Book Description
Roland Barthes was the leading figure of French Structuralism, the theoretical movement of the 1960s which revolutionized the study of literature and culture, as well as history and psychoanalysis. But Barthes was a man who disliked orthodoxies. His shifting positions and theoretical interests make him hard to grasp and assess. This book surveys Barthes' work in clear, accessible prose, highlighting what is most interesting and important in his work today. In particular, the book describes the many projects, which Barthes explored and which helped to change the way we think about a range of cultural phenomena--from literature, fashion, wrestling, and advertising to notions of the self, of history, and of nature.

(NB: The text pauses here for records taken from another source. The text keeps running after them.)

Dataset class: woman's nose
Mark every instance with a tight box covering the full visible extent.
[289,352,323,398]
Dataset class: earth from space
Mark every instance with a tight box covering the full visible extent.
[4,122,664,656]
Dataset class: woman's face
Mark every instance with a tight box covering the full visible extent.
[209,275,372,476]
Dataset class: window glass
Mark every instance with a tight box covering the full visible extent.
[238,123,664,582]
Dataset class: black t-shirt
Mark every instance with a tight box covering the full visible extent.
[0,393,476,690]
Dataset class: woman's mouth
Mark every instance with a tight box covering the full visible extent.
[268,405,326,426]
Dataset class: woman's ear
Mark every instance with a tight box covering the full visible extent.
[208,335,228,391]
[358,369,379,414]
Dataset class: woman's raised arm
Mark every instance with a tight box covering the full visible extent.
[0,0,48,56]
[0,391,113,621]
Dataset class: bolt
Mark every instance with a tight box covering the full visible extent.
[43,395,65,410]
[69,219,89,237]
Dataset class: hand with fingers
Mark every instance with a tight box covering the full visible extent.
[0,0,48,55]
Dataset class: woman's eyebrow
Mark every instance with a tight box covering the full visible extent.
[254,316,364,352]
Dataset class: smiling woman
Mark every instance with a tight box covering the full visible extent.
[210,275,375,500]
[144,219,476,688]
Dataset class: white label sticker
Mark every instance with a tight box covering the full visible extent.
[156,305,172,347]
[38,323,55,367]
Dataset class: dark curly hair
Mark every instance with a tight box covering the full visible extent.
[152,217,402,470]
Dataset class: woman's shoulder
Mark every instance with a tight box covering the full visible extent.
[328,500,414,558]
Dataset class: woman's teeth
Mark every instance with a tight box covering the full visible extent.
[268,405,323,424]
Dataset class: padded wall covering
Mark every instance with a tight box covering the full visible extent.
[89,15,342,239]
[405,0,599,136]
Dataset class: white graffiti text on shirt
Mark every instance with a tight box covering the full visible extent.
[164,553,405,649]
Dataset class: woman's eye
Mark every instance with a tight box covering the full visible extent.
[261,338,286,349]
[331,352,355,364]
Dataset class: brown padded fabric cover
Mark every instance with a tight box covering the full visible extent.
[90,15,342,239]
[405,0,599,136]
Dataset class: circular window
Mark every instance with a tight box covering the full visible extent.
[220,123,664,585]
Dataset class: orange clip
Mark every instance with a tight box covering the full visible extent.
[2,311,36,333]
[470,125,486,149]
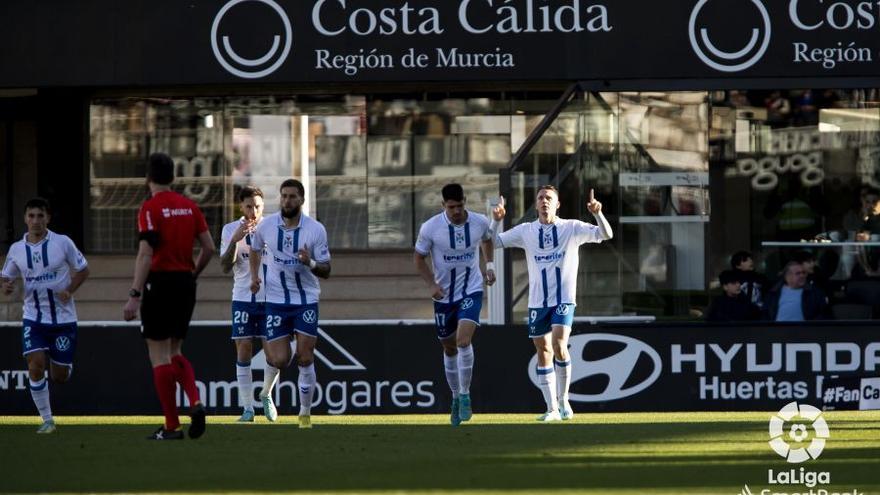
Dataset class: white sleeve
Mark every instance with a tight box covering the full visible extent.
[416,224,434,256]
[495,223,529,249]
[478,215,494,241]
[571,220,602,244]
[251,224,266,254]
[220,224,232,256]
[310,225,330,263]
[0,249,21,280]
[64,237,89,272]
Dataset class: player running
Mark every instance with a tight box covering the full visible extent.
[0,198,89,434]
[220,186,266,423]
[250,179,330,428]
[413,184,495,426]
[492,186,612,422]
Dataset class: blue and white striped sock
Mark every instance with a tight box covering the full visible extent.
[553,358,571,402]
[235,361,254,412]
[456,344,474,394]
[28,377,52,422]
[297,363,318,416]
[443,353,459,399]
[538,366,559,412]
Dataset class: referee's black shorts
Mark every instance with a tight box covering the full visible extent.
[141,272,196,340]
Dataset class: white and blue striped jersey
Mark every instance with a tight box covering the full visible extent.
[498,218,603,308]
[2,230,89,325]
[416,210,492,304]
[251,212,330,305]
[220,217,266,302]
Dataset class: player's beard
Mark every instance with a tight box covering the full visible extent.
[281,206,301,218]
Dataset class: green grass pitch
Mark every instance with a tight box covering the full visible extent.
[0,411,880,495]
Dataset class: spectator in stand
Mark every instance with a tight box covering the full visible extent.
[706,270,761,321]
[730,251,767,308]
[853,191,880,278]
[791,251,836,296]
[764,261,828,321]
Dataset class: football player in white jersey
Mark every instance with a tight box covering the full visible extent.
[250,179,330,428]
[492,186,612,422]
[0,198,89,433]
[220,186,266,423]
[413,184,495,426]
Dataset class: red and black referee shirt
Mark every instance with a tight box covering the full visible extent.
[138,191,208,272]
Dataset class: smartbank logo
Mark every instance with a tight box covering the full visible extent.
[177,328,436,414]
[739,402,862,495]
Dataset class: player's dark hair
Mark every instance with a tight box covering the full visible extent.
[147,153,174,186]
[24,197,52,215]
[782,261,801,278]
[286,179,306,197]
[730,251,752,268]
[238,186,264,203]
[718,270,741,285]
[440,183,464,201]
[535,184,559,196]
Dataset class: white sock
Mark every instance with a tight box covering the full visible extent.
[28,378,52,422]
[297,363,318,416]
[235,361,254,412]
[553,358,571,404]
[458,344,474,394]
[538,366,559,412]
[260,363,281,397]
[443,352,458,399]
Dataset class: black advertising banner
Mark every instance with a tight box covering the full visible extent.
[0,323,880,414]
[0,0,880,87]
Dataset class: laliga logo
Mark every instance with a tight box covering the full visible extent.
[529,333,662,402]
[688,0,770,72]
[769,402,831,464]
[303,309,318,323]
[55,335,70,352]
[211,0,293,79]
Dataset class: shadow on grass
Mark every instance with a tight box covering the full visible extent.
[0,421,880,493]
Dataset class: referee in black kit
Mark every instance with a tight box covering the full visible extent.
[123,153,214,440]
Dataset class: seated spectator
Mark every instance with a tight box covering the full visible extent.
[791,251,837,296]
[764,261,828,321]
[853,190,880,278]
[706,270,761,321]
[730,251,767,308]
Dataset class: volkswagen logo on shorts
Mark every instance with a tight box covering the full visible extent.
[688,0,771,72]
[55,335,70,351]
[770,402,831,464]
[303,309,318,323]
[211,0,293,79]
[529,333,663,402]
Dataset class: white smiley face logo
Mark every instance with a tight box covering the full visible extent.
[688,0,771,72]
[211,0,293,79]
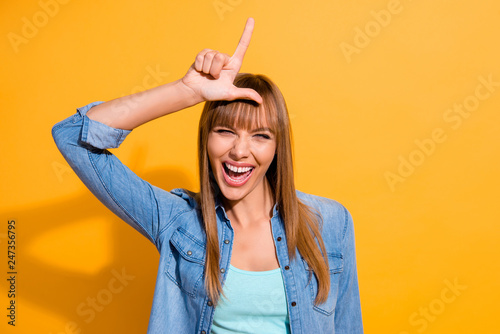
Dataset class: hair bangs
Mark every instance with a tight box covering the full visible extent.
[209,97,279,135]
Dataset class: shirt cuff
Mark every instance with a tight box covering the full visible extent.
[76,101,132,149]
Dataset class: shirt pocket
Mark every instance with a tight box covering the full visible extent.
[165,227,205,297]
[302,253,344,315]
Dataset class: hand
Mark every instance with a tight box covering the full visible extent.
[181,18,262,103]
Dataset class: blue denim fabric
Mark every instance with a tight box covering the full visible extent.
[52,102,363,334]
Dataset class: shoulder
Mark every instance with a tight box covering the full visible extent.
[170,188,198,209]
[296,190,352,241]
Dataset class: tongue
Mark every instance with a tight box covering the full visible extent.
[228,170,251,180]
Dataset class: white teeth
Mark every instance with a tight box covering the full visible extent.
[225,162,252,173]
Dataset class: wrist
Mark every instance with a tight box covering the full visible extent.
[174,78,205,107]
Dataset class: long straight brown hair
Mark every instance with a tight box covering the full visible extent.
[197,73,330,305]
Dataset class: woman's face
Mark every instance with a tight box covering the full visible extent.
[207,116,276,201]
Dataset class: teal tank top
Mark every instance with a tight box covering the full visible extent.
[210,264,290,334]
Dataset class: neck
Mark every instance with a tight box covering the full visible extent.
[222,178,275,228]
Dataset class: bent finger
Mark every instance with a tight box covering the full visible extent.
[194,49,213,72]
[203,51,217,74]
[210,53,229,79]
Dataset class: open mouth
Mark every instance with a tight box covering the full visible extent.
[222,162,254,186]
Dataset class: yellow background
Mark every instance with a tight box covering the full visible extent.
[0,0,500,334]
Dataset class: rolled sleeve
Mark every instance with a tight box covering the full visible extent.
[335,207,363,334]
[77,101,132,149]
[52,102,184,247]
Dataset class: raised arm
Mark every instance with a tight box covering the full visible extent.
[52,19,261,249]
[87,18,262,130]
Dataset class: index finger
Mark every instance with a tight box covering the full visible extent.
[233,17,254,61]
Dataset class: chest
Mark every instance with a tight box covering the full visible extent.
[231,222,279,271]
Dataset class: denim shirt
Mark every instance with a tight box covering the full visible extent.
[52,102,363,334]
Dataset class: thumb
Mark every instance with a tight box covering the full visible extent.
[231,87,262,104]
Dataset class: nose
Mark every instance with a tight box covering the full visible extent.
[229,136,250,160]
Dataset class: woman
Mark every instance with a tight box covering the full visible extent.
[52,18,363,334]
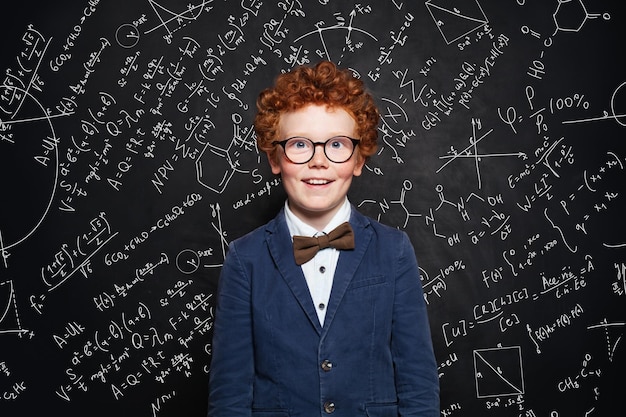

Barthes: A Very Short Introduction FROM THE PUBLISHER
"Roland Barthes (1915-80) was an 'incomparable enlivener of the literary mind' whose lifelong fascination was with 'the way people make their world intelligible'. He has a multifaceted claim to fame: to some he is the structuralist who outlined a 'science of literature', and the most prominent promoter of semiology; to others he stands not for science but pleasure, espousing literature which gives the reader a creative role." "He called for 'the death of the author', urging that we study not writers but texts, yet he himself published idiosyncratic books rightly celebrated as imaginative products of a personal vision." Jonathan Culler elucidates the varied theoretical contributions of this 'public experimenter' and describes the many projects which Barthes explored.